Wir bedanken uns bei ALLEN, die mitgeholfen haben, hier die Kinder nicht im Regen stehen zu lassen, sondern zum Angeln zu bringen.

*Wir ehren stellvertretend Dirk Sazalowski für seinen unermüdlichen Einsatz für Angler und Angeln, gerade in Verbindung mit Kindern.*

Ein leuchtendes Beispiel für alle Angler und alle organisierten Sport- und Angelfischer.

Im Anglerboard ist Dirk Sazalowski als 
saza
unterwegs.

--------------------------------------------------------​*Dirk Sazalwoskis anglerischer Lebenslauf*

Erstes mal geangelt: 
muss um 1977 gewesen sein. Zusammen mit dem Schwiegervater meines Onkels an einem Forellenteich. Ganz klassisch mit Bambusrute und Teig. Soweit ich mich erinnere haben wir 5 Forellen für Karfreitag gefangen. Ab spätestens diesem Tag, war es um mich geschehen. 

Bis zu meinem zehnten Geburtstag bin ich dann nur durch schwarzangeln aufgefallen. 

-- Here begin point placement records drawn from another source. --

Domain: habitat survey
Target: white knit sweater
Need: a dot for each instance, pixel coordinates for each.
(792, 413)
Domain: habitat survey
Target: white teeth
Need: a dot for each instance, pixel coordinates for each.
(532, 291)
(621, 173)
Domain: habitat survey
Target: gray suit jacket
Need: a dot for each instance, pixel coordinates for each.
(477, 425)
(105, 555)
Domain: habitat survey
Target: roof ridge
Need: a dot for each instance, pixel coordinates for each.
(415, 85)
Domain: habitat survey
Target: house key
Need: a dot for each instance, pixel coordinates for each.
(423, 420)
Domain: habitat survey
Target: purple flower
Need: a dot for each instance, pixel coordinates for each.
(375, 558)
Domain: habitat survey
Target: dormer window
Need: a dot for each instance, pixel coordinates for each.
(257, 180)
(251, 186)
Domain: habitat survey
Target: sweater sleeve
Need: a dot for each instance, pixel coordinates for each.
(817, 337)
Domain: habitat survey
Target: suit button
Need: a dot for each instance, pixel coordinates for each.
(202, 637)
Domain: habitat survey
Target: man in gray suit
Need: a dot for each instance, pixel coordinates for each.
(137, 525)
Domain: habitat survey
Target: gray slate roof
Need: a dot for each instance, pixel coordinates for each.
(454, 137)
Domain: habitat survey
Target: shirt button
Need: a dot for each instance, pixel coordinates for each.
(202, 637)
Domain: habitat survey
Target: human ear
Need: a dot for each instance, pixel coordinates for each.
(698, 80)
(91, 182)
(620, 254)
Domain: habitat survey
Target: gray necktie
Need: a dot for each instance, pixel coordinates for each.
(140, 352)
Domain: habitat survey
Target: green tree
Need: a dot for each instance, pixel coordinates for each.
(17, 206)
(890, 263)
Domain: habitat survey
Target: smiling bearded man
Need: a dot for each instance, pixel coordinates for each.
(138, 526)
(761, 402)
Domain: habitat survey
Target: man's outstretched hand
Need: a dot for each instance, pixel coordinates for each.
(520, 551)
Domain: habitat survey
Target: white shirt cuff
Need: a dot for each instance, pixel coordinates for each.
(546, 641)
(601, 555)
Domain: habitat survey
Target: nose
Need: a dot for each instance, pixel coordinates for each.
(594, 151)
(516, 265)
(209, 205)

Neidisch habe ich immer mein späteres Hausgewässer, den Aasee in Ibbenbüren, umrundet, und den anderen beim Angeln zugeschaut. 

Am Tag meine 10 Geburtstags den Jugendfischereischein vom Amt geholt., Geburtstagsgeschenk Erstausrüstung am selben Tag gekauft und mit Tageskarte ab ans Wasser.

Eine Woche später dann der ersehnte Eintritt in den ASV Ibbenbüren. 

Ab dann wurde jede freie Minute am Wasser verbracht.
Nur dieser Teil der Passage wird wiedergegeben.